Abu Dhabi: Mohammad Mursi, who leads the Freedom and Justice Party, the political wing of the Muslim Brotherhood has taken the lead in votes cast by expatriates in the UAE, said Tamer Mansour, Egypt’s ambassador to the country.

Mursi won 21,289 out of total 33,145 valid votes cast by the Egyptians in the UAE, securing nearly 64 per cent of the votes.

Ahmad Shafiq, the last prime minister in former president Hosni Mubarak’s regime, received 33 per cent of the votes or 10,883.

Nearly three per cent of the votes were invalid, while the turnout was put at 56 per cent, down by 10 per cent compared to the first round of the presidential elections.

Eligible voters among Egyptians living abroad are estimated at 586,000, according to official figures. They were given a week starting from June 3 to cast their ballots at Egypt’s diplomatic missions for the first time in the presidential election.

Egyptians at home are to go to polls on June 16-17 to elect their first president since a popular revolt toppled Mubarak in February last year. A winner is set to be declared on June 21

The results come only a couple of days before Egypt’s Constitutional Court will on Thursday to look into a Presidential Elections Committee’s appeal against the ‘political exclusion law — a ruling that may turn the political transition in Egypt into a state of utter disorder as Egypt’s presidential election may have to be abandoned, its newly elected parliament could be dissolved and the country’s new constitution has yet to be drafted.

The parliament-proposed law forbids those who held high posts in government during the past 10 years and until February 11, last year from running for president.

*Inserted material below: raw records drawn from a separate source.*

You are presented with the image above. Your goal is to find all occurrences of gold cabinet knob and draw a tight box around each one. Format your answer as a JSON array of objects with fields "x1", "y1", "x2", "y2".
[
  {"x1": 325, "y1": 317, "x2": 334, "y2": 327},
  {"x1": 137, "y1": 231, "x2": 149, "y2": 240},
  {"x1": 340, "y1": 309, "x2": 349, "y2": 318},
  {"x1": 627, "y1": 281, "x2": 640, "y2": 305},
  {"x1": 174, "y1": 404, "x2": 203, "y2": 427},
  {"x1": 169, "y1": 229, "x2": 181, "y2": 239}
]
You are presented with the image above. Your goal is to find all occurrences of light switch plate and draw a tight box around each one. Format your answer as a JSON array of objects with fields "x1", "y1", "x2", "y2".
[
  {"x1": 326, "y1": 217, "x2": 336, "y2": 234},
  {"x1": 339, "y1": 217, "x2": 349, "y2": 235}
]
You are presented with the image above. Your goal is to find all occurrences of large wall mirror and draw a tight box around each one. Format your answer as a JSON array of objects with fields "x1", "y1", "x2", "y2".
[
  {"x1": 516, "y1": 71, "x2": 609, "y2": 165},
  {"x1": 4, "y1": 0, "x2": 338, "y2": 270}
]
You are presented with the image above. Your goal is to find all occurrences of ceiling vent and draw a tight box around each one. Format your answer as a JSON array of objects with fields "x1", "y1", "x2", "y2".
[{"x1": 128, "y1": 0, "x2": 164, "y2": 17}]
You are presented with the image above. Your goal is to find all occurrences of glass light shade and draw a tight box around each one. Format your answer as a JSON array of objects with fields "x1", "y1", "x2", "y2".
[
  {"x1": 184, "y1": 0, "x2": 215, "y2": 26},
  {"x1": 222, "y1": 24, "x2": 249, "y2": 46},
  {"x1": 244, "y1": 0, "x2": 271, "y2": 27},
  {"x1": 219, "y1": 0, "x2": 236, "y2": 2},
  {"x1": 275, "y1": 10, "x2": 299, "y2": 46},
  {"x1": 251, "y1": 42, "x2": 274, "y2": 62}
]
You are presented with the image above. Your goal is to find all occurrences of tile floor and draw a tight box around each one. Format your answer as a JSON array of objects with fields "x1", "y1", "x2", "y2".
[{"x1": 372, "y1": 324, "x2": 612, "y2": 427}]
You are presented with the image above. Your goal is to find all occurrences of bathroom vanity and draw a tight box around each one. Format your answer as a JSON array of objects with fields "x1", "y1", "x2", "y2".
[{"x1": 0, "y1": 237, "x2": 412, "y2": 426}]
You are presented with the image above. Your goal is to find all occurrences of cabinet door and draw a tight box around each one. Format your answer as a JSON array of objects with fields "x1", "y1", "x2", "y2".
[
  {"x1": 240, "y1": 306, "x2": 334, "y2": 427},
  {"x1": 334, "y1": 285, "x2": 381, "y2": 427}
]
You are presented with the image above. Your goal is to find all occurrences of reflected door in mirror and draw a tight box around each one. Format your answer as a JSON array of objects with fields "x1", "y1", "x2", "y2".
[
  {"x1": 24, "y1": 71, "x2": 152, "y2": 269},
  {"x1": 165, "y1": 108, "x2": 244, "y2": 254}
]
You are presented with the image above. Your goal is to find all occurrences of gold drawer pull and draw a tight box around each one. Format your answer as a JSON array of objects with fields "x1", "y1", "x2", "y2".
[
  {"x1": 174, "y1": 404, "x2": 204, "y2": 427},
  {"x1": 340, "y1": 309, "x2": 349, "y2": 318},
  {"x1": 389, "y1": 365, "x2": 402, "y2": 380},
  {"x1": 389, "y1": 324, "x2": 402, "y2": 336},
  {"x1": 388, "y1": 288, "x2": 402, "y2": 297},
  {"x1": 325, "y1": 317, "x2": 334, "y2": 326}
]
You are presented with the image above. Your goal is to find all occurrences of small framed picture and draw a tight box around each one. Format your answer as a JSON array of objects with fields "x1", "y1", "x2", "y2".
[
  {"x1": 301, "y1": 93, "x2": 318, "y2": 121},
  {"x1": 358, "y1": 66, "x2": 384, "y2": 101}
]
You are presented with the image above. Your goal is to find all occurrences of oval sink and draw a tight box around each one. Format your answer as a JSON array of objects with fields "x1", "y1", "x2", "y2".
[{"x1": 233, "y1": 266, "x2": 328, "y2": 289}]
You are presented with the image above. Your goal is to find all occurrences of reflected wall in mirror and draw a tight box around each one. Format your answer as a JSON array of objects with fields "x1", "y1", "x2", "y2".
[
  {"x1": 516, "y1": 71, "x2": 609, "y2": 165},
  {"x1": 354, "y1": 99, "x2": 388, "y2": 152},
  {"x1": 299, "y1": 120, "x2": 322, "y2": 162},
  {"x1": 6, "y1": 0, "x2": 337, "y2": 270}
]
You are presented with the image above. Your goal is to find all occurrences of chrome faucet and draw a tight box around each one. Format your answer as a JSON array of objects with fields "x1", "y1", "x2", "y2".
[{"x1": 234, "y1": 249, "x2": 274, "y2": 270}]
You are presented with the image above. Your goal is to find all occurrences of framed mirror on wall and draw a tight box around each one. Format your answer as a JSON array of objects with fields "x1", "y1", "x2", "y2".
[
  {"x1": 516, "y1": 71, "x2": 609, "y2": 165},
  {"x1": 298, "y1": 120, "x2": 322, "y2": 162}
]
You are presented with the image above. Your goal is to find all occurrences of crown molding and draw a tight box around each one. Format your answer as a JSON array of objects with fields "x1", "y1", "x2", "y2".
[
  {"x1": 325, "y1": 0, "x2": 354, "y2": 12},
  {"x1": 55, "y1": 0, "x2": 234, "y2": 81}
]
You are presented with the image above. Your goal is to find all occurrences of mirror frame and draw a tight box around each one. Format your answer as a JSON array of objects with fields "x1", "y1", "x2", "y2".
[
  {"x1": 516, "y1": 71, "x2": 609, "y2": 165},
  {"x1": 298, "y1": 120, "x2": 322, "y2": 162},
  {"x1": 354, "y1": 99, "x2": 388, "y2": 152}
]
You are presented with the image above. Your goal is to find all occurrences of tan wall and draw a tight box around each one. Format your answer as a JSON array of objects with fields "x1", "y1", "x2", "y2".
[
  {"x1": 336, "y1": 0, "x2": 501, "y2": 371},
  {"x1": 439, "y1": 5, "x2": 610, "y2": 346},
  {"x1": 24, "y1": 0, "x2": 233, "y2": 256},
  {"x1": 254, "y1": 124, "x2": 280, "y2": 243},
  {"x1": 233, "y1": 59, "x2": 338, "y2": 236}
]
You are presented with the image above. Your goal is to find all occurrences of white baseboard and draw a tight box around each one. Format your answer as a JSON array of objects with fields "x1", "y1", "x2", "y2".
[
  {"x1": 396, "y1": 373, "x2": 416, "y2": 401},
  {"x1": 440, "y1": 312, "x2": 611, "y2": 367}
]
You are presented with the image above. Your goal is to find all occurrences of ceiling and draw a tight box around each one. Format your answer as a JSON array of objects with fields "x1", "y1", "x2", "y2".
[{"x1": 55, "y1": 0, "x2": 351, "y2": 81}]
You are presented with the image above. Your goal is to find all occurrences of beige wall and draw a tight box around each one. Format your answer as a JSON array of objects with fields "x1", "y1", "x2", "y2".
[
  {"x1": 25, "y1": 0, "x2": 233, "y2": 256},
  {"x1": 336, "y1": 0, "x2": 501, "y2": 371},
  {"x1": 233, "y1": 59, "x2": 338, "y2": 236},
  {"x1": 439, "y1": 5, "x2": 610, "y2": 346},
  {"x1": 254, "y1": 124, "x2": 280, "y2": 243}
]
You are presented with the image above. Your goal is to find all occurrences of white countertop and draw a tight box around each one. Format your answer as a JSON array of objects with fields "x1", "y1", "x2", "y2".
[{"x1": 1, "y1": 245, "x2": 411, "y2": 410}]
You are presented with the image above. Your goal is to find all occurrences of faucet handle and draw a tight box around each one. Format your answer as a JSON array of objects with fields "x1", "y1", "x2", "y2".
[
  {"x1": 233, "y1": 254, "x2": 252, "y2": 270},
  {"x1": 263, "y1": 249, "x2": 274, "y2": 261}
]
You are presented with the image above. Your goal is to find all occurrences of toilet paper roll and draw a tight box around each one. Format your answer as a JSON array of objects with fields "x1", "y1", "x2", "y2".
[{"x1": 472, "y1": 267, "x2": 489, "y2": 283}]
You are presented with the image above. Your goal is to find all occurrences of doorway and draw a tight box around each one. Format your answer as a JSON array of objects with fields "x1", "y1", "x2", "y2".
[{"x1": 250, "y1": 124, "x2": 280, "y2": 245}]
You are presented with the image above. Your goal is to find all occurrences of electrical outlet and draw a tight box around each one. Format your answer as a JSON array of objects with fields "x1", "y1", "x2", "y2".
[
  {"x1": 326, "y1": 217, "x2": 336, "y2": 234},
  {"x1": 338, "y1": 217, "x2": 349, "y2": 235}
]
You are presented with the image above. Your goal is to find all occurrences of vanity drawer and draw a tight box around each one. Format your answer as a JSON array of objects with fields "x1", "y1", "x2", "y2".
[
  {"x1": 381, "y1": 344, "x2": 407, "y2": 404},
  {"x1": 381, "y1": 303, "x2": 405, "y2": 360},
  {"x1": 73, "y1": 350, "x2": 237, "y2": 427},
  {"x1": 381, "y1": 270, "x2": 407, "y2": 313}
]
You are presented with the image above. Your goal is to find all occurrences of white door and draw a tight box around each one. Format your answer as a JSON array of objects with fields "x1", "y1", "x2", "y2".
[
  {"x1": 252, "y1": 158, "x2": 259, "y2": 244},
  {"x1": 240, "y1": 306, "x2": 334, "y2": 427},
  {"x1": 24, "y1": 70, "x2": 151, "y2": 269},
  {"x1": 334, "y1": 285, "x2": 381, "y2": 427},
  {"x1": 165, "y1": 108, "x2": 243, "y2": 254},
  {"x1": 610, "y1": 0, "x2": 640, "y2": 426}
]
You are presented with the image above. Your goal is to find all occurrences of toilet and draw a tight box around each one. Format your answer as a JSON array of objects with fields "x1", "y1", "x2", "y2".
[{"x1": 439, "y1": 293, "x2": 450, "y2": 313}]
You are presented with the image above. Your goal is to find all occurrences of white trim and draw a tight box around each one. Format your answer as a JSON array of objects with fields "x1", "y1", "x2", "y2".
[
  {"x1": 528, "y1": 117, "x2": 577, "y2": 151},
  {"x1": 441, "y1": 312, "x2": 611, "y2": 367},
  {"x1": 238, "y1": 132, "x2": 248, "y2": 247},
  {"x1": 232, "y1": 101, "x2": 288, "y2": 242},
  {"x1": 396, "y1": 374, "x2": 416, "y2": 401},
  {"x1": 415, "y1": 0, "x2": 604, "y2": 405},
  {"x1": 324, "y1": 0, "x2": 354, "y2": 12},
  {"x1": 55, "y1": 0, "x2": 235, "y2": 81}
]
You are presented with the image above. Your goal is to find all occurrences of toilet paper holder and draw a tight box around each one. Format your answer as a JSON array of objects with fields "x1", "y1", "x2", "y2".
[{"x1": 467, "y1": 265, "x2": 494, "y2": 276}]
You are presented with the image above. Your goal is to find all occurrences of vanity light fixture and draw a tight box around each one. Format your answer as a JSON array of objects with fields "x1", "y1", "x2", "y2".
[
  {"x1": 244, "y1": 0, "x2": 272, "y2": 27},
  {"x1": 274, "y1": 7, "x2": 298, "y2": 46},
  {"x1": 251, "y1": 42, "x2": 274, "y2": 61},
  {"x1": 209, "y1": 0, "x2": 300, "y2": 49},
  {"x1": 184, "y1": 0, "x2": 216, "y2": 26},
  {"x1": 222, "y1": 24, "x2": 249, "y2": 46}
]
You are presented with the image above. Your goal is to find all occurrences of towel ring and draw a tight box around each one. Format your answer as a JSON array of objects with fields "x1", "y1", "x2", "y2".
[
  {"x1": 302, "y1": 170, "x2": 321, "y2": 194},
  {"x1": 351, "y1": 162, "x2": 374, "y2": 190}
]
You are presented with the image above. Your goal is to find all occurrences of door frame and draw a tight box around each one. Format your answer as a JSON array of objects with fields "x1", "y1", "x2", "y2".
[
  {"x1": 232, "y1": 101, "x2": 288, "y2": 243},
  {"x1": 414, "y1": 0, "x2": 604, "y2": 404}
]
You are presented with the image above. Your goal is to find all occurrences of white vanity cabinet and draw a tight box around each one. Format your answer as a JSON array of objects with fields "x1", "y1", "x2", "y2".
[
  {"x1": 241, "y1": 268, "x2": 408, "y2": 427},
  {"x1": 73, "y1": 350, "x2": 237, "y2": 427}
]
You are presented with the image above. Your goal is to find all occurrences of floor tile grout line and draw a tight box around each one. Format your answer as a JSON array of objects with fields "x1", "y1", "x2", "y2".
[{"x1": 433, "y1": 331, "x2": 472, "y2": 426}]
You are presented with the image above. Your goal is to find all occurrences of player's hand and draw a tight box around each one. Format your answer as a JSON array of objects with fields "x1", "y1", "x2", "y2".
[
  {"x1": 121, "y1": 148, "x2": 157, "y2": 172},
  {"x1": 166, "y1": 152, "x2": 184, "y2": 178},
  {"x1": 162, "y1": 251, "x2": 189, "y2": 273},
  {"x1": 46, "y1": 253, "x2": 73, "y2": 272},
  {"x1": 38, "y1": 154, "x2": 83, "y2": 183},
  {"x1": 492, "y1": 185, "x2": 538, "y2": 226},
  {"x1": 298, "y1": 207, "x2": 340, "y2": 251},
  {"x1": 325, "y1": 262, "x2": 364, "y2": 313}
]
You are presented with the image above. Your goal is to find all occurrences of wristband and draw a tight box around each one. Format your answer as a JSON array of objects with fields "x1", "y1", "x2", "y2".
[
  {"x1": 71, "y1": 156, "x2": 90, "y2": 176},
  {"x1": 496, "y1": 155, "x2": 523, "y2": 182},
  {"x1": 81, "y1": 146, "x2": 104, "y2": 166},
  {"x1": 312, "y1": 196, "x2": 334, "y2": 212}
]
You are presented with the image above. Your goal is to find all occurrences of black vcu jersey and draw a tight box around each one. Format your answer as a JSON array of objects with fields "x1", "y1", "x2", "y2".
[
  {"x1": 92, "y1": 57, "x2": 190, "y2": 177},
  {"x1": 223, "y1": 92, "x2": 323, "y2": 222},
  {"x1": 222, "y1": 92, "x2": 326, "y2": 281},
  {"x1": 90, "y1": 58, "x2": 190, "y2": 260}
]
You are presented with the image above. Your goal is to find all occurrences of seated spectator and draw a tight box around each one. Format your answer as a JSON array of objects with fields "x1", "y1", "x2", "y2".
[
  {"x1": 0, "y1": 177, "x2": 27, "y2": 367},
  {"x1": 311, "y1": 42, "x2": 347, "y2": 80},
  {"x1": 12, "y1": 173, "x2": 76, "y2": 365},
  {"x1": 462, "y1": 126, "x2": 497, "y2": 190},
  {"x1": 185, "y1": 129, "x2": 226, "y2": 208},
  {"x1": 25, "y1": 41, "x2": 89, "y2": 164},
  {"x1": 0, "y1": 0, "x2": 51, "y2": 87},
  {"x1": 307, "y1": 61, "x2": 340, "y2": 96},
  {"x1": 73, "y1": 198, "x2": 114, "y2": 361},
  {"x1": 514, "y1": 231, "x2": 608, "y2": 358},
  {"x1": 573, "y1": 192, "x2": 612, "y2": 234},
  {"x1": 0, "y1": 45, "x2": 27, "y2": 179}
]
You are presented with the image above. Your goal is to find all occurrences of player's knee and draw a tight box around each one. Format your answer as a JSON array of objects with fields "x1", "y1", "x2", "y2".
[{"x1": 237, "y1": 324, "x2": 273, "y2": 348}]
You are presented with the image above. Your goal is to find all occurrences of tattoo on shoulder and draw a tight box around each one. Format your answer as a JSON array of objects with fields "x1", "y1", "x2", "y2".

The law targets those who served as vice-president, prime minister or National Democratic Party’s head or secretary general.

The law was drafted with the purpose of preventing Shafiq, who served as Mubarak’s last premier before his ouster, from running in Egypt’s first presidential election after January 25.

In the same session, the court plans to look into a Supreme Administrative Court’s appeal in regards to the constitutionality of Egypt’s parliament law.

While every political party was allowed to field only one candidate for each district, some fielded more as independents which gave them an upper hand which some feared undermined the legitimacy of the process.